Chips Ahoy Brookie Baked Bites Review

It feels as though we’re at a point evolutionarily where it’s odd when new foods are introduced. I’m not talking about when a pizza chain stuffs its crust with a new meat, or Taco Bell assembles four ingredients in a revolutionary way. I mean, when food scientists introduce a totally new, never-before-seen product.
Desserts have had a couple of notable ones over the last decade or so. You all probably remember the cronut craze that started in 2013 when NY pastry chef Dominique Ansel mated a donut with a croissant. And around that same time—either slightly before or slightly after (internet records are sketchy)—somebody somewhere bred a brownie with a cookie. You might know it as a brookie.
Why did it take thousands of years for this delightful abomination to happen? I have no idea. But once it did, the horses were out of the barn. Now, the gluttonously sugared bricks are available essentially wherever desserts are found. That said, not all brookies are created equal. For every Killer Brownie version, there are, well, whatever the hell Chips Ahoy is doing here.

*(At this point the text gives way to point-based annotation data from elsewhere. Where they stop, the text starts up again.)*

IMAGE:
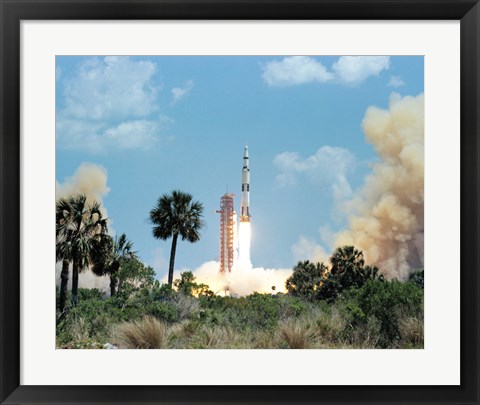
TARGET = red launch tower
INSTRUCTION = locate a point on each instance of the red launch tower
(227, 232)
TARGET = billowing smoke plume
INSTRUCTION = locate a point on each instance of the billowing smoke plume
(243, 280)
(386, 215)
(89, 179)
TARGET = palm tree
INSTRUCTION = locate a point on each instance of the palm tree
(347, 259)
(63, 249)
(176, 215)
(82, 226)
(108, 256)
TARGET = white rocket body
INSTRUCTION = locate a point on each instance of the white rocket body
(245, 202)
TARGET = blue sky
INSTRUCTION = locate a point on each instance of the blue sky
(156, 124)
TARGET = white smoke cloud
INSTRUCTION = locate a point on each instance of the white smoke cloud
(386, 215)
(109, 103)
(294, 70)
(356, 69)
(243, 279)
(89, 179)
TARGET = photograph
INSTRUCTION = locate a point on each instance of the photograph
(239, 202)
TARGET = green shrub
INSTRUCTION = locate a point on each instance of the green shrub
(385, 302)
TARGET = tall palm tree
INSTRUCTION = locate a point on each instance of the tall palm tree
(347, 259)
(83, 225)
(63, 249)
(108, 256)
(176, 215)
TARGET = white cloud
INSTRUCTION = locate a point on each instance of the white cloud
(356, 69)
(329, 166)
(111, 88)
(96, 137)
(179, 93)
(109, 102)
(294, 70)
(396, 81)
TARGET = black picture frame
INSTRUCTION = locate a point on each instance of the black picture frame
(14, 11)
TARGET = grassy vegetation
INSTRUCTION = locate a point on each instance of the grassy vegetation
(379, 314)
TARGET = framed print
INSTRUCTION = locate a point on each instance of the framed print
(278, 200)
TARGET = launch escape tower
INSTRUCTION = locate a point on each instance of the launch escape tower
(245, 203)
(227, 232)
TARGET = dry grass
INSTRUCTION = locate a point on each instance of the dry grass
(147, 333)
(297, 334)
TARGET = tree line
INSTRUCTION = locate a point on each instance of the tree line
(82, 237)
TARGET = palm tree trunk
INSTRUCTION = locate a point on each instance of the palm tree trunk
(75, 283)
(172, 259)
(113, 285)
(63, 286)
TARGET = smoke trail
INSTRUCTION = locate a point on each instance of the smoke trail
(89, 179)
(386, 215)
(243, 280)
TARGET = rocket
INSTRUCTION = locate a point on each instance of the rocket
(245, 203)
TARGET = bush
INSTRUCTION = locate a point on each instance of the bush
(147, 333)
(384, 304)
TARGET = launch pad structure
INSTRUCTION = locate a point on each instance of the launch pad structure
(227, 232)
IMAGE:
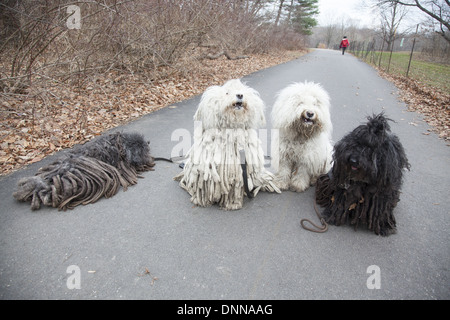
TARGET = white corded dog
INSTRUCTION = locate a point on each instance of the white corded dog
(302, 116)
(226, 161)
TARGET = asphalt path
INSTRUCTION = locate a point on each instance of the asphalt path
(150, 242)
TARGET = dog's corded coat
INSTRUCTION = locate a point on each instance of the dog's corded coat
(228, 117)
(91, 171)
(363, 186)
(301, 113)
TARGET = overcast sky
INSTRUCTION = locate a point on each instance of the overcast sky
(360, 14)
(333, 11)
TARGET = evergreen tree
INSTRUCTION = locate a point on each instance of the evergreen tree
(302, 15)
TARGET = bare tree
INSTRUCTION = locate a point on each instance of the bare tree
(438, 10)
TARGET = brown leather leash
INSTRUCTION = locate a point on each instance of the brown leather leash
(319, 229)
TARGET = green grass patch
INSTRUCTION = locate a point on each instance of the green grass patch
(436, 75)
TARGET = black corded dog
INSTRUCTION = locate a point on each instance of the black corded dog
(363, 186)
(88, 172)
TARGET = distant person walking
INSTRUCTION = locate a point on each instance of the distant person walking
(344, 44)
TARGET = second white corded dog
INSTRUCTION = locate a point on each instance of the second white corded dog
(302, 116)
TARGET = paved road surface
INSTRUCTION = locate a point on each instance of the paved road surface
(151, 243)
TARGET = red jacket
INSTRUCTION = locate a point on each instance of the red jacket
(344, 43)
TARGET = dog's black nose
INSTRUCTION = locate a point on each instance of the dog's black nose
(310, 114)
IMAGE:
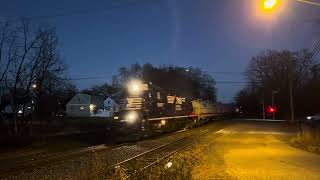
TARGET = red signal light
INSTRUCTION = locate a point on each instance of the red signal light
(271, 109)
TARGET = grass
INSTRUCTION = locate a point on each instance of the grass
(179, 166)
(308, 139)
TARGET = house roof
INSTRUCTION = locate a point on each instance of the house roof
(81, 98)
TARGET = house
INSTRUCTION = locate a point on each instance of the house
(84, 105)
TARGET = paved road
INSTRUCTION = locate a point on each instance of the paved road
(255, 150)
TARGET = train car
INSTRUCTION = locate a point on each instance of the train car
(146, 109)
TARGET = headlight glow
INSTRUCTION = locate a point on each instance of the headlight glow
(135, 87)
(131, 117)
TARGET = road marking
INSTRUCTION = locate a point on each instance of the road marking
(205, 130)
(267, 120)
(220, 131)
(181, 131)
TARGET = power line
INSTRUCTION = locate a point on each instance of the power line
(113, 6)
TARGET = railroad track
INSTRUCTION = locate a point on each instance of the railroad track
(133, 165)
(144, 161)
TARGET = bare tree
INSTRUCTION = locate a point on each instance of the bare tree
(286, 72)
(32, 60)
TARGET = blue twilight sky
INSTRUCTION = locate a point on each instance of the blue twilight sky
(214, 35)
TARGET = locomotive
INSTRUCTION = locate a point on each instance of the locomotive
(147, 109)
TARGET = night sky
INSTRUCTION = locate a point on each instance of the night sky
(98, 37)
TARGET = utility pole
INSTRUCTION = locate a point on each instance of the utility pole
(263, 108)
(291, 91)
(272, 100)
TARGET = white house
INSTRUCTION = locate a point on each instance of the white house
(84, 105)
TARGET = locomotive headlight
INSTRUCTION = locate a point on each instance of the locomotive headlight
(163, 122)
(135, 87)
(132, 117)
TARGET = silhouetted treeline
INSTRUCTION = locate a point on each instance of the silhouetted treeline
(188, 82)
(33, 84)
(273, 72)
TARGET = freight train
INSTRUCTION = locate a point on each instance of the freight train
(147, 109)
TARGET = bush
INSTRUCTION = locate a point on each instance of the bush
(308, 139)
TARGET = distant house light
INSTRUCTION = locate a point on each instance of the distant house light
(92, 106)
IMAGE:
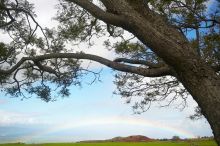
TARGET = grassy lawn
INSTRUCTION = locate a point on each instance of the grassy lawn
(156, 143)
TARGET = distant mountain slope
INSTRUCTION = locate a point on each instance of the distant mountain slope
(133, 138)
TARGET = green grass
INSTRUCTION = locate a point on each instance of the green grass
(156, 143)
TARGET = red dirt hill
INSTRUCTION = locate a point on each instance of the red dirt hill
(133, 138)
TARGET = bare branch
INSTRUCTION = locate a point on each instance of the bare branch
(157, 72)
(99, 13)
(142, 62)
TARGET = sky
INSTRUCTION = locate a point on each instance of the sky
(91, 111)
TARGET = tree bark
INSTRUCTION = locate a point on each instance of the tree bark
(204, 86)
(168, 43)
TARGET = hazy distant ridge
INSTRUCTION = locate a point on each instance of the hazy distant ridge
(133, 138)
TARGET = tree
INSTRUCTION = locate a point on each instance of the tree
(160, 47)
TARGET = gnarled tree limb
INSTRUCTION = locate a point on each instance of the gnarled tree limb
(156, 72)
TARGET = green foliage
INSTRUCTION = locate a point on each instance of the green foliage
(156, 143)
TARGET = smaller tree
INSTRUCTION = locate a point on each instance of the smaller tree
(175, 138)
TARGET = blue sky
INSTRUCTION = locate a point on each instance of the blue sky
(91, 112)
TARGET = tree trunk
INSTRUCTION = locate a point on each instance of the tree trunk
(204, 86)
(198, 78)
(173, 47)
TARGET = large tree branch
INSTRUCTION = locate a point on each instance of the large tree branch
(157, 72)
(99, 13)
(141, 62)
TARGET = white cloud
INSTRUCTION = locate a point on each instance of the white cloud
(16, 118)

While I didn’t have the highest of hopes—Chips Ahoy is a middling pre-packaged cookie, after all—I guess I was expecting something better than this.

There are 5-7 irregularly sized squares in each package and several packages within the box. There is no discernible difference that I could taste between the brownie and the cookie. They have a pleasantly soft texture with a slight amount of chew, but that’s where the positive notes end. The taste itself is bland. It is vaguely chocolate-like in nature, but there’s no nuance. The best chocolate chip cookies have a hint of salt, but there’s none of that here. It barely tastes like there’s even any sugar. The first thing I thought when I took a bite was, “Are these diet?” And I don’t mean diet as though they’ve been infused with an artificial sweetener. I mean diet as in it tastes like half the sugar was cut out of it.
I couldn’t finish a package, and it probably goes without saying that I damn sure won’t finish the box. These are destined to languish deep within the recesses of my pantry, only to be uncovered upon my death, or my home sale—whichever occurs first.
NOTE: We also reviewed the Blondie version, which was just as bad.
Purchased Price: $4.28
Size: 7 oz box/5 1.4 oz packs
Purchased at: Hy-Vee
Rating: 2 out of 10
Nutrition Facts:(1 pack) 180 calories, 8 grams of fat, 4 grams of saturated fat, 0 grams of trans fat, 10 milligrams of cholesterol, 75 milligrams of sodium, 25 grams of carbohydrates, less than 1 gram of fiber, 12 grams of sugar, and 2 grams of protein.